Puxaram o homem para a
superfície, o oficial deu-lhe um forte abraço – sem se mostrar minimamente
incomodado pelo cheiro a morte que o militar exalava e pelo toque viscoso dos
trapos que envergava - e o furriel julgou que não era real a imagem que tinha à
sua frente de um jovem militar, que os outros tratavam por «meu capitão», e que
se perfilava, em sentido e em respeitosa continência, perante um andrajoso,
sujo, faminto e sedento, um vacilante farrapo humano, ele próprio, furriel
miliciano de Infantaria Juvenal Risques. Depois o capitão passou-lhe
fraternalmente um braço pelos ombros.
- Vamos levar-te para casa
- disse-lhe o capitão.
- Quem dera que houvesse
mais capitães assim - desabafou o furriel.
Corações Irritáveis é um prato de sustância,
indigesto, feito por quem mete e a mão na massa e está ao forno, num tempo de
cozinha de fusão, de degustações e microondas.

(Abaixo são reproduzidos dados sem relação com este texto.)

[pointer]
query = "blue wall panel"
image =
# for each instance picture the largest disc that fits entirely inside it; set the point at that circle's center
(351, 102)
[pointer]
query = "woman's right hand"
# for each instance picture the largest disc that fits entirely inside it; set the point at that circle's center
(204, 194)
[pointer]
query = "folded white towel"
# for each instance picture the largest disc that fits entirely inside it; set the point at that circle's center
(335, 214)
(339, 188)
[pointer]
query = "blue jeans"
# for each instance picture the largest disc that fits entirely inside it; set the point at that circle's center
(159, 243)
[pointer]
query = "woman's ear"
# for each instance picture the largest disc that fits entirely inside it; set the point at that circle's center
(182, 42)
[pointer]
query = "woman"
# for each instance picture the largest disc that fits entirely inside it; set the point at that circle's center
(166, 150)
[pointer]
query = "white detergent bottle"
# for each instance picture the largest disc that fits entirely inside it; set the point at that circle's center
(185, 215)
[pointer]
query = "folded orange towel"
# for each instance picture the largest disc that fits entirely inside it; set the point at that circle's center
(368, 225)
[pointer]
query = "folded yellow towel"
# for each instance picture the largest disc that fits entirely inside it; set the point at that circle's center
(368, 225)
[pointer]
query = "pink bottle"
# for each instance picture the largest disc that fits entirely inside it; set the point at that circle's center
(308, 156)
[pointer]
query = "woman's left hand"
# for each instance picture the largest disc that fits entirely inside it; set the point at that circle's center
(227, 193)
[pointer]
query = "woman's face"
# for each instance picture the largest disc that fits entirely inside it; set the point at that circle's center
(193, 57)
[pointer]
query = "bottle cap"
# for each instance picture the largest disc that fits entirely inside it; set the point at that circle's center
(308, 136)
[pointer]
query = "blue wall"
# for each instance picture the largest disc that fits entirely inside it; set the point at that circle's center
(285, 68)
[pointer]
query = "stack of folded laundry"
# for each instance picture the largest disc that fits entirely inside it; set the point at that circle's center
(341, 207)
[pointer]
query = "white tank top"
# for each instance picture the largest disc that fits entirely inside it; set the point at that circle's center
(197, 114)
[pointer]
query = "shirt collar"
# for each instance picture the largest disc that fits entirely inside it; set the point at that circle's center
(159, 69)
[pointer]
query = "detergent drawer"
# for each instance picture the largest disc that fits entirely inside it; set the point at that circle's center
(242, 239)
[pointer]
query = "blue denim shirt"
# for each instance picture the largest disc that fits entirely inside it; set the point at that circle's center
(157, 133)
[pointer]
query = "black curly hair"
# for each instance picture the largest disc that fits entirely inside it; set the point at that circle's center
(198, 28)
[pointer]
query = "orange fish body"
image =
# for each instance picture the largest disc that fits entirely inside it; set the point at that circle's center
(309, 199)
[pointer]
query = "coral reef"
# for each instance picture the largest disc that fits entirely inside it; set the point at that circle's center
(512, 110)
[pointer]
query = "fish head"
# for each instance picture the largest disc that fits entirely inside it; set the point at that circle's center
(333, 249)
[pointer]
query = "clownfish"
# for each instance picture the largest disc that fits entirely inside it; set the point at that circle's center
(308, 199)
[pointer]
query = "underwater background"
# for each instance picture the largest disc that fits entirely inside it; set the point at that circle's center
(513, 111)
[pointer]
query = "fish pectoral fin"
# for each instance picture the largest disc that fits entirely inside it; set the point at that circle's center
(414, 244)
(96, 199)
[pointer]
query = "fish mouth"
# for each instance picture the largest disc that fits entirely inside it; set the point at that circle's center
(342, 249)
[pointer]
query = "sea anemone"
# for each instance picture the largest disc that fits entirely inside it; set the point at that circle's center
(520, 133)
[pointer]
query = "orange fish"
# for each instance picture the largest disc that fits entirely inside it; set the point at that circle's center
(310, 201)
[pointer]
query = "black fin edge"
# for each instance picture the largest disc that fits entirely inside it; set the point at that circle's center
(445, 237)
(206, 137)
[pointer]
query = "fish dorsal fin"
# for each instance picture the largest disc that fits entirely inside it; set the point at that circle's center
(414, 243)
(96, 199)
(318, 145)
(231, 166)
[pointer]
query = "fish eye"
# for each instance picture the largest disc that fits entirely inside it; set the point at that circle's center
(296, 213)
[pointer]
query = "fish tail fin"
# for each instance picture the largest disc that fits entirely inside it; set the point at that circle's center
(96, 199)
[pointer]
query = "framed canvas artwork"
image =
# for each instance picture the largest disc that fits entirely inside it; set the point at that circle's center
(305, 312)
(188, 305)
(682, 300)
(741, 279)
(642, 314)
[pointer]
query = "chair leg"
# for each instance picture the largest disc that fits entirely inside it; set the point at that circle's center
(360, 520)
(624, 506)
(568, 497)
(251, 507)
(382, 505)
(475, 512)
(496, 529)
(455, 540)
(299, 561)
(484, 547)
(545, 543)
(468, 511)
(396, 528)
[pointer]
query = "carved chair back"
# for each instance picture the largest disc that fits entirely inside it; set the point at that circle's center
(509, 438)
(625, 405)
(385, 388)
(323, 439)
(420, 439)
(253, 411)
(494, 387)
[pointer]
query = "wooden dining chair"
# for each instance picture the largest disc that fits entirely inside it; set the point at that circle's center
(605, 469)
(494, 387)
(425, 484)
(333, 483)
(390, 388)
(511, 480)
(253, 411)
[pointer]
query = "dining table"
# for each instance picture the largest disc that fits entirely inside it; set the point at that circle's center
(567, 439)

Estas páginas fazem parte de uma outra
literatura portuguesa, ácida num tempo de produtos delico-doces:
Seguiram caminho mas, mais
diante, viram ao longe um dos rapazes, parado junto à linha. Tiveram que focar
bem a vista pois a temperatura escaldante daquelas paragens distorcia as
imagens fazendo-as tremeluzir na distância. Dois soldados ficaram a guardar a viatura,
os outros apearam-se e contornaram uma elevação arborizada do terreno, para se
aproximarem sem serem vistos. E conseguiram. Estavam já bem perto e entretanto
um comboio aproximava-se. E a suspeita ganhava crédito entre os militares: o
garoto preparava-se obviamente para dinamitar a linha à passagem do comboio. Os
homens, com as G-3 aperradas, surgiram a uns cinquenta metros do miúdo,
surpreendendo-o, e gritaram-lhe que pousasse a arma no chão e se entregasse de
mãos no ar, bem à vista. O miúdo começou devagar, muito devagar, a baixar-se
para pousar a arma no chão, tudo muito vagarosamente, sempre com os olhos bem
abertos e bem pregados nos olhos dos soldados, que se iam aproximando, e nas
respetivas armas. E de súbito, o miúdo deu um salto a atirou-se, com a arma na
mão, para debaixo do comboio que ia chegando.
Silêncio. O antigo cabo
enfermeiro Valentim Brotas tinha a cara lavada em lágrimas.
- O Hilário, o Maluco dos
Comboios, ficou todo salpicado de sangue - conseguiu dizer.
- E o miúdo? – Perguntou
Luís.
– O miúdo, assim visto de
perto percebia-se que não teria mais de doze, treze anos. – Respondeu o antigo
militar.
O cabo Valentim limpou as
lágrimas que começaram a correr-lhe pela cara. E acrescentou num soluço:
- E a arma do miúdo… A arma
do miúdo era uma espingarda de pau.
Fez-se
um pesado silêncio.
Eu congratulo-me pelo facto de romances como Corações Irritáveis estarem, fora de moda aqui em Portugal… Presumo que estará na moda na Síria, no Iraque, que estará na moda nos países da antiga Jugoslávia, na Bósnia Herzegovina, na Sérvia, no Kosovo onde haverá homens que escrevem, como o autor de Corações Irritáveis:
«Há, como eu, outros homens
perturbados, por uma guerra que não acabou, que me confiam para registo em outros
papéis as raízes das suas perturbações.
«São homens atormentados que têm direito ao seu tormento, ao terror que envolve as suas memórias e os seus corações, que têm direito ao horror, ao remorso, à purificação mas também à veemência e à exaltação. Esses homens confiam nestes papéis e neste interlocutor que se risca, se rasga, se amachuca, que arde, que se dissolve na água, porque sabem que nunca ninguém chegará ao fim deste labirinto de palavras riscadas.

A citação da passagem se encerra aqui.